Answer: This is a great question that I have received many times. Simply put, there are no more carbohydrates in the whole milk versus the 2%. Plain cow’s milk will have the same amount of carbohydrates despite percentage differences. The percent refers to the fat content, not carbohydrates. Cow’s milk has about 12 grams of carbohydrates per cup, whether you are drinking 1%, 2% or whole milk. If you are worried about carbohydrates, changing the percentage will not make a difference. However, as the percentage of fat increases so do the calories. For example, skim milk has about 100 calories per cup versus whole milk, which has 160 calories per cup. If your goal is heart health and weight management, good work, as the 2% is the middle of the road.
There is also something to be said about having milk before bed. We have discussed how it contains carbohydrates. But we still need to discuss protein content. Cow’s milk has about 8 grams of protein per cup. In terms of macronutrients which are carbs, protein, and fat, cow’s milk is a very balanced snack. Studies have shown that consuming a balanced bedtime snack improves morning blood glucose. Please note that for this snack, the term balanced not only refers to which nutrients it contains, but also the amount of those nutrients. For cow’s milk, a serving is considered 1 8-ounce cup, as opposed to 1 glass. The amount is important, because having double the amount of calories or carbohydrates could spike your sugar too high or put your energy budget over that which your body needs.

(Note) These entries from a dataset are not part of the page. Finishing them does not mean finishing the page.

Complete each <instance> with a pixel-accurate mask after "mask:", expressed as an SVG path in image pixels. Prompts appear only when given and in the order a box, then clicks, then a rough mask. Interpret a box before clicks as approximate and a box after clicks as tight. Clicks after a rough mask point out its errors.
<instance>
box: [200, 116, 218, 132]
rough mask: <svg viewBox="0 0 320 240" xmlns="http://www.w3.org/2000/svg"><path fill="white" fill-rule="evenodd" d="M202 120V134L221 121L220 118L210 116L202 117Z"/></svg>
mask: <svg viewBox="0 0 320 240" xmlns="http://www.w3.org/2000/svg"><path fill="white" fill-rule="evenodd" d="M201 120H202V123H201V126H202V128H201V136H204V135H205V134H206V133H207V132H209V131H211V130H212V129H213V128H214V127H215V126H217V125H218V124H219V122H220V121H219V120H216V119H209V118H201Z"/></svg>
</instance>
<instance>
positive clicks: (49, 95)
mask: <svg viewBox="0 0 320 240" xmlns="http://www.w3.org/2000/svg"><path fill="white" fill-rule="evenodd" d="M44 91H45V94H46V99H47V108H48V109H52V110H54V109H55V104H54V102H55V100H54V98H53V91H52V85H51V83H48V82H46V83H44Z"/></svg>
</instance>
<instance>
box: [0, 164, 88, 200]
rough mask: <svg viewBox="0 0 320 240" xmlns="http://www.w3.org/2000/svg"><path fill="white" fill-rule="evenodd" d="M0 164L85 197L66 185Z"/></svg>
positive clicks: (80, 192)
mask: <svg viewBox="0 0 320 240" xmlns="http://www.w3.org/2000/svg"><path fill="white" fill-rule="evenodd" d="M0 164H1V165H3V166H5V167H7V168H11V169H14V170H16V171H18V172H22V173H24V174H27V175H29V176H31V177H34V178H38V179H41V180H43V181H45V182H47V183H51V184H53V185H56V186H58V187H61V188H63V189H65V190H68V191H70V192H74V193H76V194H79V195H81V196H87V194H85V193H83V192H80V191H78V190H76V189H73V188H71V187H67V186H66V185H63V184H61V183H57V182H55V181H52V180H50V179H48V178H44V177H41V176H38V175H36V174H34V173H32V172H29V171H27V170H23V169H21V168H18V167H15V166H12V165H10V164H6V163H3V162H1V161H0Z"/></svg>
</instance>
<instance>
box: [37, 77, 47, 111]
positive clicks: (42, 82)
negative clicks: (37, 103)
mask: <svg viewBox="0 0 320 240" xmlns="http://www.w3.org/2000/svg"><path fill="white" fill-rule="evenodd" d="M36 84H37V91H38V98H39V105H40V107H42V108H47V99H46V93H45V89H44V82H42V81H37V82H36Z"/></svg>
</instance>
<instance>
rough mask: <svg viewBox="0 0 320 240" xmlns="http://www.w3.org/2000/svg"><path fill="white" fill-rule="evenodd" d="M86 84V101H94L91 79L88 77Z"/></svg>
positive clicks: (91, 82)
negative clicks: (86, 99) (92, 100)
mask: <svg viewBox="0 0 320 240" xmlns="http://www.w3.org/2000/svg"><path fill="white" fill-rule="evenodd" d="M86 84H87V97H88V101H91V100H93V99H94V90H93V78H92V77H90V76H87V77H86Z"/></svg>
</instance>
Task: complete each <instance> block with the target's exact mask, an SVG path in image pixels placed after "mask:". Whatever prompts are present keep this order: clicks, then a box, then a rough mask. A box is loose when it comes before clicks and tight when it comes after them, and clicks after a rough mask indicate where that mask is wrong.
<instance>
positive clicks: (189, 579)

More and more individuals are switching to plant-based milks and there are many choices on the market. Plant-based milks vary in sugar, carbohydrate, fat, and calorie content depending on what they are made from. Let’s compare plain almond, plain oat and plain soy milk. Typically, the nut based milks are lower in carbohydrates and calories, so a serving size would be 2 cups versus only 1 cup. The barrier that many face with switching to almond milk from cow’s milk is the texture difference. The expectation is for almond to replicate the thickness of cow’s milk and it does not. Almond milk is very thin. In my personal opinion, the closest plant-based alternative to cow’s milk texture is oat milk. Oat milk is higher in carbohydrates than others with about 19 grams, but lower in calories than cow’s milk. Lastly, I want to mention soy milk. Despite the surrounding controversy, soy milk is the only plant-based milk with any substantial protein content. Other than soy, the other plant-based milks do not contain much protein. If you choose almond, cashew, or oat milk as a bedtime snack, I would recommend eating a source of protein to help the carbohydrates digest slowly as you slumber.